I want that hard work to carry me through college, so that I can learn new skills, dispel negative attitudes about immigrants and prepare myself for a career in dentistry. I’d like to help improve dentistry in Somalia, where it is rare.
I arrived in Chicago as a refugee from Somalia on Oct. 28, 2011. My mom was looking for a better life for us and a doctor for my little sister, who is disabled. I felt joyful because I knew my sister was going to get a doctor and a better life.
My life in the United States was better than the one in our refugee camp in Ethiopia because my mom was not worrying about what we were going to eat and our education. But I didn’t know any English and that frustrated me. Many people believe if you don’t know the language then you know don’t know anything.
During our month in Chicago, students at school treated me rudely and like a dumb person. Sometimes I hated school and thought about dropping out, but I wanted to prove them wrong. I wasn’t dumb. And I am a hard worker.
My experience changed when we moved to Minneapolis. I learned that if one group of people is bad, that doesn’t make the whole country bad. I found welcoming students who were willing to show me around school and know the feeling of not knowing the language.
I met a girl named Najma the first day of school.
“If you need help, let me know,” she said. I felt relieved, and that was the first moment that I liked school in America.
I became involved in after-school activities, including Key Club, College Possible, Student Government, the Math Team, Emergency Medical Responders, Avid and the National Honor Society. I also play badminton.

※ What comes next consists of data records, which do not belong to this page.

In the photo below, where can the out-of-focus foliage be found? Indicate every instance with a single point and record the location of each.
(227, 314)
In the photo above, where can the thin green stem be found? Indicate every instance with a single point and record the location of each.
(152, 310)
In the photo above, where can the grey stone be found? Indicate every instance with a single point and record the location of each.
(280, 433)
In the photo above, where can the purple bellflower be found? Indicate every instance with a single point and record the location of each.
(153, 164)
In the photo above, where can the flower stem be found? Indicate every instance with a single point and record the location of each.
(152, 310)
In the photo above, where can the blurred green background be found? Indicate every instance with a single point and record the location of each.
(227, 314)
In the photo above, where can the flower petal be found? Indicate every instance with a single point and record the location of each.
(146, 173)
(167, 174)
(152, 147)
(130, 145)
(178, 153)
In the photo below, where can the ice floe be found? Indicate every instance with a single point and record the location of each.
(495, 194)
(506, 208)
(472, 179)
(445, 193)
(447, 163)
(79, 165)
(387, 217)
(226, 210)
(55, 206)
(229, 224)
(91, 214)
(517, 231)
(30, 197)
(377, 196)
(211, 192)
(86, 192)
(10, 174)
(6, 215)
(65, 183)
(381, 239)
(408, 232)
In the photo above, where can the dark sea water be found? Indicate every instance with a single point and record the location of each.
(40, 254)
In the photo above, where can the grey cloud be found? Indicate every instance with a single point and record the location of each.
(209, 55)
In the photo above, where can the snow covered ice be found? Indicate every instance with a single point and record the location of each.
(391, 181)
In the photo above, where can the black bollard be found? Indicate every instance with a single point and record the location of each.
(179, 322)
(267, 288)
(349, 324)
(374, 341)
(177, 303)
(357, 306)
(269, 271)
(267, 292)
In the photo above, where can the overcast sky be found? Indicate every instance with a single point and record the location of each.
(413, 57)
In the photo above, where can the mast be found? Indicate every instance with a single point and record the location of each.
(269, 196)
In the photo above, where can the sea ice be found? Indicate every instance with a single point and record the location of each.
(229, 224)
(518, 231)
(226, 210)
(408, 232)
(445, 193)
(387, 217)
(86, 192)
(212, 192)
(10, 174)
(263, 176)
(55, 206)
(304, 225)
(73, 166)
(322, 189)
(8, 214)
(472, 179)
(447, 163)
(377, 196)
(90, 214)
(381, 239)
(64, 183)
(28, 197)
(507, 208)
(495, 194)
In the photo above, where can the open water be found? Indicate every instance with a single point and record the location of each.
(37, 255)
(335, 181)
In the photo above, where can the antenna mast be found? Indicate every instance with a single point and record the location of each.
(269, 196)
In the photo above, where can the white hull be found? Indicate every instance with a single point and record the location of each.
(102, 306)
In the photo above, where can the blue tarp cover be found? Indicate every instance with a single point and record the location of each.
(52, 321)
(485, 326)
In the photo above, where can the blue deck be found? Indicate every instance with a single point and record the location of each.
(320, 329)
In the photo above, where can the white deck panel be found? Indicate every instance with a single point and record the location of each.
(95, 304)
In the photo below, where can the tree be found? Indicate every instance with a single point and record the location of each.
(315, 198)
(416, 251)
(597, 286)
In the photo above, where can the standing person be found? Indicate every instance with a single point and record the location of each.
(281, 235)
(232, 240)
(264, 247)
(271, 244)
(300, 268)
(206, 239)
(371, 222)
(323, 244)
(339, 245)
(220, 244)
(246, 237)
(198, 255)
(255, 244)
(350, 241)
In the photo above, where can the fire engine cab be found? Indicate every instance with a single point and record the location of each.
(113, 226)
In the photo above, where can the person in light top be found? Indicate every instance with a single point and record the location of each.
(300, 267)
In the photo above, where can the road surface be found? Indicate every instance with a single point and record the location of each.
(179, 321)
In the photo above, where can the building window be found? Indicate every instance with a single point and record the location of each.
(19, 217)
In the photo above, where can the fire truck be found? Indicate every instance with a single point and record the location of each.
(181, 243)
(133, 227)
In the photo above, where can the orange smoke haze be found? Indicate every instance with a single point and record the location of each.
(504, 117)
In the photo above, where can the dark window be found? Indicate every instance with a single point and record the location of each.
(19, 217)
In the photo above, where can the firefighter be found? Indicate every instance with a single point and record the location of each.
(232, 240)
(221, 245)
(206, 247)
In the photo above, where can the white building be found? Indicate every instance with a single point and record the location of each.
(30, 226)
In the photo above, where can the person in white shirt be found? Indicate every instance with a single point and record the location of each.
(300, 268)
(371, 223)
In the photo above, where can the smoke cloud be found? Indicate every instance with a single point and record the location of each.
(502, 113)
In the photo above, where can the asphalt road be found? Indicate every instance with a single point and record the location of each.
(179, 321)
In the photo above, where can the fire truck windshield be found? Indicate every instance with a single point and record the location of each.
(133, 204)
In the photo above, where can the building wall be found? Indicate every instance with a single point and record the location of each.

In those activities, I met people like me and people who allowed me to feel comfortable in my own way. I was able to build communication skills and become a problem-solver and a leader. Those skills impact my life because now I can communicate with people and I can solve my own problems without asking someone else to do it for me.
What I learn in college will help me to change the bad view that people believe about immigrants who settle here to achieve a better life and a better future for their children. I want to represent the children for whom English is not their first language, and I want to let the world know that all human beings are unique. In order to do this, I have to go to college and learn journalism so I can tell the untold story of immigrant people.
I also want to learn dentistry education skills. When I was in Somalia and at the Ethiopian camp, I never got the opportunity to visit a dentist, so I want people at camps and in Somalia to have healthy teeth.
Despite the negative stereotypes, I believe in myself and my ability to achieve my goals.